The borrower defaulted and the lender took possession. The borrower was trying to restrain the lender from selling the property and argued that the Default Notice had not been properly served and therefore the lender’s right to exercise their power of sale had not arisen.

The borrower had notified the lender of a change of address. The lender had sent all correspondence to the new address (which was a PO Box). However the Default Notice had not been served at the PO Box address or at the registered address of the borrower, but rather had been left under the front door of the security property, which was leased as a restaurant.

The borrower argued that because it had notified the lender of the change of address, the lender could not effect valid service by leaving the Notice at the premises, as they knew that they were leased. The borrower also sought to rely on the doctrine of fair notice. However this was raised after both parties had already made all their arguments and so the Judge did not allow the borrower to rely on that argument.

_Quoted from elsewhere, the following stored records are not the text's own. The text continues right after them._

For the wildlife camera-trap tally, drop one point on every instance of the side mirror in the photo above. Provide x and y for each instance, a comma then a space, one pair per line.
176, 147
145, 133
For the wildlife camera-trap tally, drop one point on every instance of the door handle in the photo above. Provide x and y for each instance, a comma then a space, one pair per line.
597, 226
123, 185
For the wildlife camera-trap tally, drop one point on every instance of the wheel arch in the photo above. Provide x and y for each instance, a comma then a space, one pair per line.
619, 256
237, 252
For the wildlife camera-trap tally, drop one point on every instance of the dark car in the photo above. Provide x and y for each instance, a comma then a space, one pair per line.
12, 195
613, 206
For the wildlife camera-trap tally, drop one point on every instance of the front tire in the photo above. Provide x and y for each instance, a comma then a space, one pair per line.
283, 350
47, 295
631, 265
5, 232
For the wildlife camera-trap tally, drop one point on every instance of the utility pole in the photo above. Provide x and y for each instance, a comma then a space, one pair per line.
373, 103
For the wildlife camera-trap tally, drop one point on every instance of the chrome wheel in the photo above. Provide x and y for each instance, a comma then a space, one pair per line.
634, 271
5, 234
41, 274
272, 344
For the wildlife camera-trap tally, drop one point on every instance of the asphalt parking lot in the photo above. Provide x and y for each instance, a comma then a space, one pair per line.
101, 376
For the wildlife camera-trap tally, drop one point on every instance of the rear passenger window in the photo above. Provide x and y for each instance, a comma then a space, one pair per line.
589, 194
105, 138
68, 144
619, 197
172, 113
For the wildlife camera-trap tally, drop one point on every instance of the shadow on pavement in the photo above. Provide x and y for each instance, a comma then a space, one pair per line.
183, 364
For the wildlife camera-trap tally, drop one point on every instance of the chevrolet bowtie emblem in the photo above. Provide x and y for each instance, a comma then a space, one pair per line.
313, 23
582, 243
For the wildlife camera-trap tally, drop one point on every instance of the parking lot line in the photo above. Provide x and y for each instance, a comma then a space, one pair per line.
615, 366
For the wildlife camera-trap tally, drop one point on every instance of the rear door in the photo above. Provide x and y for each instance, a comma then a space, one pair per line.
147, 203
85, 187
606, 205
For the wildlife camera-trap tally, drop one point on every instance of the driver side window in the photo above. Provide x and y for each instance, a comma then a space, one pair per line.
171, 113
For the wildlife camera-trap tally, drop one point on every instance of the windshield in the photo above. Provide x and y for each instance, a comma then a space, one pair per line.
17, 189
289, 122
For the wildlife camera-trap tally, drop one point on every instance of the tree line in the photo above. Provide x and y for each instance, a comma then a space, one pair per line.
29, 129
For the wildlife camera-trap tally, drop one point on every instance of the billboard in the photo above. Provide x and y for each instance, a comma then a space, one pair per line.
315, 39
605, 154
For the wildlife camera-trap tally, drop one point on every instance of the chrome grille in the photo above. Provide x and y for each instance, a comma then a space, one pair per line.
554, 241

The Judge interpreted that the object and purpose of the relevant condition in the mortgage was to facilitate the service of notices and demands by the lender on the borrower, and it bore the usual one-sided character of a provision designed to give the lender several means of giving notices and making demands. The Judge determined that the condition provided for service in any number of ways and satisfaction of any of the avenues would constitute good service. Further, the Judge found that the meaning that the borrowers were arguing for was not consistent with the meaning of the clause.

Therefore, the Judge found that service of the Default Notice being left at the address as shown in the mortgage was valid, and further the Transfer of Land Act also enables service of the Default Notice in that way. Therefore the lender was entitled to exercise their power of sale.